— Там видно будет, да…
— Ничего не видно, черт вас дери! — взвизгивала донья Флора.
— Там будет видно, донья Флорона!
— А что видно-то?
— Да тогда вот и посмотрим!
— Продаешь или не продаешь? Продаете вы или нет? Отвечайте наконец. Сеньор — человек занятой и не может тут попусту тратить время. Он заплатит вам золотом, наличными, сразу. Не знаю, чего вы еще ждете.
Молчание. Слышно было, как они моргают, потеют, глотают слюну.
— Вот идиоты! Да вы же останетесь без штанов, если не продадите участки этому человеку, — настаивала донья Флора. — Я знаю, что говорю. Послушайтесь моего совета. Если власти вмешаются, у вас все отберут. Пришлют солдат, смешают вас с дерьмом, и не получите ни песо.
Тишина. Немые кости, космы и капли пота.
Жаркие испарения земли душили покупателей, и они, не задерживаясь, ехали дальше. Дрема. Оводы. Мошкара. Не стоило спешиваться, заходить к людям, показывать деньги. Покупатели торопливо обрушивали предложения на мужчин и их семьи, толпившиеся в дверях ранчо, — вши, нищета, грязь, заплаты, рубаха и штаны или одни набедренные повязки на мужчинах, юбки цвета дождя на женщинах, неприкрытые груди и голые дети.
К вечеру всадники были вконец измотаны, но не физически, а морально, с досадой признавая свое поражение; они чувствовали, что не в силах сломить деньгами упорство мелких собственников, не желающих покинуть землю. Кто такие эти люди, чтобы их нельзя было соблазнить золотом, почему они прячут руки при виде полной горсти монет, сверкающих ярче солнца, ведь деньги эти предлагали им взамен клочка земли, которая опустошается наводнениями, зверями, саранчой. Это не человеческие существа. Это корни. Корни. И ничего не оставалось, как только вырвать их, истребить, как леса, уже сведенные там, где заложены плантации.

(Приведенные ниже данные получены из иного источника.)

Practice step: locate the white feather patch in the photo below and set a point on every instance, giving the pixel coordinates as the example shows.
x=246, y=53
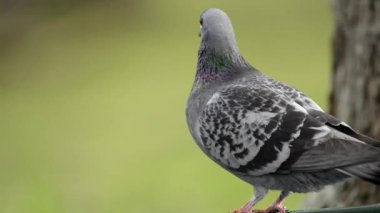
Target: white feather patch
x=214, y=98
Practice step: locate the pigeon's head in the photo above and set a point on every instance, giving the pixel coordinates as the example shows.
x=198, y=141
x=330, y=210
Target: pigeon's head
x=217, y=32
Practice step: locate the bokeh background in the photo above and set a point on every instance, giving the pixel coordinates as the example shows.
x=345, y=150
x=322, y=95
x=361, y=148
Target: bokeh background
x=93, y=95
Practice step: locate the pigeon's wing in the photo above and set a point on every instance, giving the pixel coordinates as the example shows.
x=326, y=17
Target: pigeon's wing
x=258, y=131
x=293, y=94
x=342, y=147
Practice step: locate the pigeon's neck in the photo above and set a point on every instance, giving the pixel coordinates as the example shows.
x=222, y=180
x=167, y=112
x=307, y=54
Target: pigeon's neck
x=216, y=66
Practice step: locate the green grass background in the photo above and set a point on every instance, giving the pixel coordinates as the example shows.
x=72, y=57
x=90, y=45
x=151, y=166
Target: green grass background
x=92, y=102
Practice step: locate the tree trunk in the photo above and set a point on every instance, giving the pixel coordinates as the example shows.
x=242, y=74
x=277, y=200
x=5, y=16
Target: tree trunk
x=355, y=90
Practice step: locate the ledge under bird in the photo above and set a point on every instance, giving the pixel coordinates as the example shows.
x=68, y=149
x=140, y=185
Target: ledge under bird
x=265, y=132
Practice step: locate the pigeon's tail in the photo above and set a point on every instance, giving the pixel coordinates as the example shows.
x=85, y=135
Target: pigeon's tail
x=369, y=172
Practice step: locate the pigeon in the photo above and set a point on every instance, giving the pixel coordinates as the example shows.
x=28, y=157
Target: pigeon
x=265, y=132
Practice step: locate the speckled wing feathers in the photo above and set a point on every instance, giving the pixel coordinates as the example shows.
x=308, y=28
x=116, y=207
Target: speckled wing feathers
x=259, y=132
x=252, y=131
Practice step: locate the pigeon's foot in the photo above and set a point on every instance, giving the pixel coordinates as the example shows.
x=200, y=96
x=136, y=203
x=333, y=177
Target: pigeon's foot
x=272, y=209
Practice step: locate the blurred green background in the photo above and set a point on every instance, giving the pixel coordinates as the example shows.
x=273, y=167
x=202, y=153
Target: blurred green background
x=93, y=94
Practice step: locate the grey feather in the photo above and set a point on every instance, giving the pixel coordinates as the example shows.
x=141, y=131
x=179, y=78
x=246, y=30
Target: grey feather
x=265, y=132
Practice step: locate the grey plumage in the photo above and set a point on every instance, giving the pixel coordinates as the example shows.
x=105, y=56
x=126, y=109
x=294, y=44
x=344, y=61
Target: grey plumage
x=263, y=131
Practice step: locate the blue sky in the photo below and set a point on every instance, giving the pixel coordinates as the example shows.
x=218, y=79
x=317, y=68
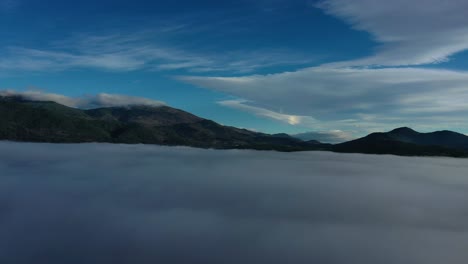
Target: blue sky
x=335, y=67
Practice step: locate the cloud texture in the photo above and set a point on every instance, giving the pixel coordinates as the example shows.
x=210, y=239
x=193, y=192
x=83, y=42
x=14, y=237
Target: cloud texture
x=88, y=101
x=99, y=203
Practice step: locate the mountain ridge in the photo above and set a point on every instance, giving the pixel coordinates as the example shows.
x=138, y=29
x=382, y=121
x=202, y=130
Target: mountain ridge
x=48, y=121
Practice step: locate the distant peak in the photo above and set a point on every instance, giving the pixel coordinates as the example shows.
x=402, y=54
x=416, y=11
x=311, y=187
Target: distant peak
x=403, y=130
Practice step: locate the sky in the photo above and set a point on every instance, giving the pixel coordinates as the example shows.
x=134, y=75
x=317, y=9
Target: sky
x=336, y=68
x=152, y=204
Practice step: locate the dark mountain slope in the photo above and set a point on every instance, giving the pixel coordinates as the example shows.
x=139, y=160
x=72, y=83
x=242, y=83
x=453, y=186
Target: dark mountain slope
x=23, y=120
x=439, y=138
x=396, y=144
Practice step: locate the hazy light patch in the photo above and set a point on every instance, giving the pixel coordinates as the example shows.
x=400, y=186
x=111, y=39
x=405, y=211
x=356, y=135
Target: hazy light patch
x=102, y=203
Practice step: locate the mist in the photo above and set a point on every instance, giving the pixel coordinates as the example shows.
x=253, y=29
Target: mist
x=104, y=203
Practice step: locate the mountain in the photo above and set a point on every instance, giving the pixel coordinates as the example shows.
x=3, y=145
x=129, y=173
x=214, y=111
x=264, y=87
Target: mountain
x=444, y=138
x=44, y=121
x=40, y=121
x=407, y=142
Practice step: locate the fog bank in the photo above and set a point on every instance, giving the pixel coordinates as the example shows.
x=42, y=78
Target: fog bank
x=103, y=203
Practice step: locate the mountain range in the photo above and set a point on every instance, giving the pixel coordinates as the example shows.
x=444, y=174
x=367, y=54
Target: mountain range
x=47, y=121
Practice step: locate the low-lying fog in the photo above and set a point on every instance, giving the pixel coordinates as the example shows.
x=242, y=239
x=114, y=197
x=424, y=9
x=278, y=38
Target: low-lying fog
x=101, y=203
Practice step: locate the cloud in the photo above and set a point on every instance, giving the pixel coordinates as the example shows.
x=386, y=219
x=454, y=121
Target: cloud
x=149, y=204
x=333, y=136
x=86, y=102
x=408, y=32
x=258, y=111
x=138, y=51
x=343, y=98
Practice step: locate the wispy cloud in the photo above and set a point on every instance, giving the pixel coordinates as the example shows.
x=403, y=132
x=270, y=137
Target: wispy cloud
x=409, y=32
x=87, y=101
x=138, y=51
x=370, y=98
x=262, y=112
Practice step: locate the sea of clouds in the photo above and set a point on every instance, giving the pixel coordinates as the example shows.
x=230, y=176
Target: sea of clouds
x=103, y=203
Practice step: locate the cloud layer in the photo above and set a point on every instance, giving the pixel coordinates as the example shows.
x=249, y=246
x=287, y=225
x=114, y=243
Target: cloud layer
x=409, y=32
x=98, y=203
x=85, y=102
x=371, y=98
x=142, y=51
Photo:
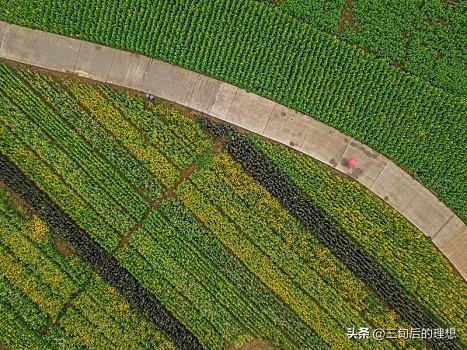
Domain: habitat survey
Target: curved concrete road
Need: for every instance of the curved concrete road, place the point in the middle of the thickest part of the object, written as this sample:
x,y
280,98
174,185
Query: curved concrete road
x,y
249,111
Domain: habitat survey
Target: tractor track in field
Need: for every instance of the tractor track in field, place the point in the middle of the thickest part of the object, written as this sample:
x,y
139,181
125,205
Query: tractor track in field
x,y
170,191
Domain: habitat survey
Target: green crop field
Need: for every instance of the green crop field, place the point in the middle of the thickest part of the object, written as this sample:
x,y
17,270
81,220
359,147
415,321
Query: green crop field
x,y
281,50
130,223
424,38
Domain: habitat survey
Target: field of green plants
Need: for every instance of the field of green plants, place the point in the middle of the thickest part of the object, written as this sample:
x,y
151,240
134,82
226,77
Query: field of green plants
x,y
51,299
154,229
425,38
417,120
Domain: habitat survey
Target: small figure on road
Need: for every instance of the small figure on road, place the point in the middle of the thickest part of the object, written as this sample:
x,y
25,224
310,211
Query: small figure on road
x,y
352,162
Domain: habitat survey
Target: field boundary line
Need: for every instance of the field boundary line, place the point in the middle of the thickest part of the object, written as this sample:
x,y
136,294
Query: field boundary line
x,y
322,142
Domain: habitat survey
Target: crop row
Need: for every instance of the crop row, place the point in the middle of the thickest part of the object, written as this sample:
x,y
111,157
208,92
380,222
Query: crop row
x,y
113,152
71,156
263,50
37,280
225,178
91,252
237,311
304,305
333,237
384,234
179,137
156,162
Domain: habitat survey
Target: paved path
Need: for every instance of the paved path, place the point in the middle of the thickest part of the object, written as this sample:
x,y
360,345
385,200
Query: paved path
x,y
251,112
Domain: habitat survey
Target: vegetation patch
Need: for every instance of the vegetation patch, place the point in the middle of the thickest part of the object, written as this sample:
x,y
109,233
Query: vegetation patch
x,y
417,125
168,217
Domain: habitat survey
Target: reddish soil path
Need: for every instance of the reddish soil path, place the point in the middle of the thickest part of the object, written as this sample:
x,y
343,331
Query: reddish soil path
x,y
346,19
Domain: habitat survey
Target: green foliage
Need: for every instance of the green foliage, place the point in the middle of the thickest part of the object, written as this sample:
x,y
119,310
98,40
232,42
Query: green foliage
x,y
425,38
324,15
37,281
217,250
420,127
385,234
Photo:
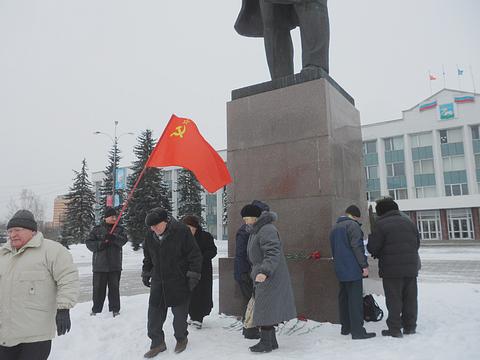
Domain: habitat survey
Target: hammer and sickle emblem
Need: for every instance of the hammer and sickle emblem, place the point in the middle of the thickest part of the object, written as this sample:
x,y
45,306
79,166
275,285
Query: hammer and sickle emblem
x,y
179,131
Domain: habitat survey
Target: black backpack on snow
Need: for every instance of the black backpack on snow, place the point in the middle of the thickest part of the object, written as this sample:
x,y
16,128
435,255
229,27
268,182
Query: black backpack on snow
x,y
371,310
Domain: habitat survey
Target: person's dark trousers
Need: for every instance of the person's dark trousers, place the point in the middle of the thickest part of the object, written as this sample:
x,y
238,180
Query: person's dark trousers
x,y
401,300
27,351
100,282
350,304
156,319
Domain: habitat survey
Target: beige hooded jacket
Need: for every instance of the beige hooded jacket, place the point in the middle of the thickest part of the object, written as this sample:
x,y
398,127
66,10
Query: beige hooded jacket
x,y
35,281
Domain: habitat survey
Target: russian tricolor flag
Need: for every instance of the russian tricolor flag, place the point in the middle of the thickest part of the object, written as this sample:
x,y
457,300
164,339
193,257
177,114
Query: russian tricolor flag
x,y
464,99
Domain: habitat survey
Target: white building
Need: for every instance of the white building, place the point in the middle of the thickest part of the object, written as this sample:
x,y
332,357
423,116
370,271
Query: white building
x,y
213,203
429,160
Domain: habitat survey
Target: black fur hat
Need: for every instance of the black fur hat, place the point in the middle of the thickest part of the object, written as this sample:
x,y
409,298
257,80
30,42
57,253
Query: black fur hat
x,y
156,216
385,205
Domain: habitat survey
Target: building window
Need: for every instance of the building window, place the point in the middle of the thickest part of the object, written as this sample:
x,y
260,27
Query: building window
x,y
426,191
370,147
395,169
456,189
423,167
460,224
475,133
421,140
428,223
451,136
398,194
394,143
453,163
371,172
373,195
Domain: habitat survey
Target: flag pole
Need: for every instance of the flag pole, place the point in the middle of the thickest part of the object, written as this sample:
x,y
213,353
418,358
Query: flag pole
x,y
128,199
444,77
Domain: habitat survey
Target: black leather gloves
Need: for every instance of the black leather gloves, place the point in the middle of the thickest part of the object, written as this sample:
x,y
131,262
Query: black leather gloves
x,y
146,280
63,321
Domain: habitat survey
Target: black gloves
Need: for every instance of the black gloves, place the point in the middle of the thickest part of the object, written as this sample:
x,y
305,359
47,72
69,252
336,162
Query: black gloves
x,y
146,280
63,321
192,282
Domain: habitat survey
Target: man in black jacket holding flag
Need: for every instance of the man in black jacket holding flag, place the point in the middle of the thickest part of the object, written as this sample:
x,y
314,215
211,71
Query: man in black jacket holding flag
x,y
172,266
107,262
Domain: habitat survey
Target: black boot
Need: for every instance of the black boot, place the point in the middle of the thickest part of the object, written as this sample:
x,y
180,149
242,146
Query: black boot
x,y
265,344
274,340
251,333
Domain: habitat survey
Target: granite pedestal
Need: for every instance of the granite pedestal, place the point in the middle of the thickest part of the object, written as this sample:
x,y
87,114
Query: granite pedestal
x,y
299,149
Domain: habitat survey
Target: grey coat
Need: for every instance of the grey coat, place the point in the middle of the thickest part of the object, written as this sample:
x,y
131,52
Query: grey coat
x,y
274,301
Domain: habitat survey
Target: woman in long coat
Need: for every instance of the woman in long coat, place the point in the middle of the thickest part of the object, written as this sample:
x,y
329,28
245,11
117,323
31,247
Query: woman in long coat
x,y
201,302
274,301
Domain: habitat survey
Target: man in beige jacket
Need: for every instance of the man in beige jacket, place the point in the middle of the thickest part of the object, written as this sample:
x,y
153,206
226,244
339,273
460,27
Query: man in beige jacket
x,y
38,286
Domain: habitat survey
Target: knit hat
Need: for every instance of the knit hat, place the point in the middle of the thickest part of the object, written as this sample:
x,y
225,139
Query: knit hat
x,y
385,205
251,211
191,220
156,216
109,211
23,219
353,210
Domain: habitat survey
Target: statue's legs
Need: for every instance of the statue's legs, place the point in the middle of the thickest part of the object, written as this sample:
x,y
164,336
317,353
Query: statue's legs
x,y
278,41
315,33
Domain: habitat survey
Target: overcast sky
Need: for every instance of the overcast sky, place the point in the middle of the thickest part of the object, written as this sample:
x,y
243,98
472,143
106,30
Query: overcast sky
x,y
69,68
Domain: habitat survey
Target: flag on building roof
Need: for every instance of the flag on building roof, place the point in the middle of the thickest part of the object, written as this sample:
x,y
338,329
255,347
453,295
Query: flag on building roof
x,y
181,144
428,106
464,99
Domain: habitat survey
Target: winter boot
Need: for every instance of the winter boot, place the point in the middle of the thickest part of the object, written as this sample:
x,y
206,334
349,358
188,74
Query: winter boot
x,y
181,345
274,340
154,351
251,333
265,344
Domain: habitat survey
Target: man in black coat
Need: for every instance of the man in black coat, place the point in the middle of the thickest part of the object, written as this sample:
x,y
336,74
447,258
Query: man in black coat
x,y
172,267
273,20
395,241
106,262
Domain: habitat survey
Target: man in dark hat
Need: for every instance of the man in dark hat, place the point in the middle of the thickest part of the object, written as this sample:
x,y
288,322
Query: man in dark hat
x,y
395,241
242,266
107,262
273,20
172,267
36,292
348,251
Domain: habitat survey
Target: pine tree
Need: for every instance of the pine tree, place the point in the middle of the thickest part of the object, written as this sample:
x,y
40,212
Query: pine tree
x,y
107,186
189,195
79,214
151,191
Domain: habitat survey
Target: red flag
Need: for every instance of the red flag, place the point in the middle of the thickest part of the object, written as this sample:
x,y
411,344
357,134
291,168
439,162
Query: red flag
x,y
181,144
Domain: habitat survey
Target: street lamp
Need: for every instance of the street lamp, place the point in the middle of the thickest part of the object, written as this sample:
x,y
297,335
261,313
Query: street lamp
x,y
114,139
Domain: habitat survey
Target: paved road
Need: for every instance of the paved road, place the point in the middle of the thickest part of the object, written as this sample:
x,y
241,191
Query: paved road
x,y
433,270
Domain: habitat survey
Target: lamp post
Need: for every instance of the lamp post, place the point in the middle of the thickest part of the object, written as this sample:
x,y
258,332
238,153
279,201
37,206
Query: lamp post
x,y
114,139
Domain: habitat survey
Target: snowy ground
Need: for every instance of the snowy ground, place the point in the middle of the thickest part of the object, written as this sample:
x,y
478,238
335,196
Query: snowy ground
x,y
448,325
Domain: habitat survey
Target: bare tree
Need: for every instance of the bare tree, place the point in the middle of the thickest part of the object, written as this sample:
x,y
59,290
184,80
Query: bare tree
x,y
28,200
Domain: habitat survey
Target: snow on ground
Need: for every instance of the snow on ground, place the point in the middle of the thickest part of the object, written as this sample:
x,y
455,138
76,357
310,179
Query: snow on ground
x,y
448,327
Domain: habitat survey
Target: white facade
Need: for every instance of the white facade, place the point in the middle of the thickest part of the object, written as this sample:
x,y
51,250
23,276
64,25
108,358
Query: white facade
x,y
429,160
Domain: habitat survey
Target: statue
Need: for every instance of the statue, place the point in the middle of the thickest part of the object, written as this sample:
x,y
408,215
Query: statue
x,y
273,20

— Отдохнем-ка здесь, на пригорке, — предложила донья Флора, соскакивая с низкорослой бурой выносливой лошадки. — Упрямство этих идиотов, моих соплеменников, просто бесит. Тупые животные. Хорошо сказала моя бабушка: «Безумец тот, кто уговаривает скот». Счастливые вы, имеете дело с цивилизованными людьми. А мы здесь… что делать с этим сбродом?
Гринго слез со своего темного мула и растянулся рядом с доньей Флорой на полянке в зарослях под смоковницей.
— Какой милый, курит и не угощает!.. У меня тоже есть ротик! — И она потянулась сложенными бантиком, как для поцелуя, губами к сигарете, которую он, уже зажженную, сунул ей в рот.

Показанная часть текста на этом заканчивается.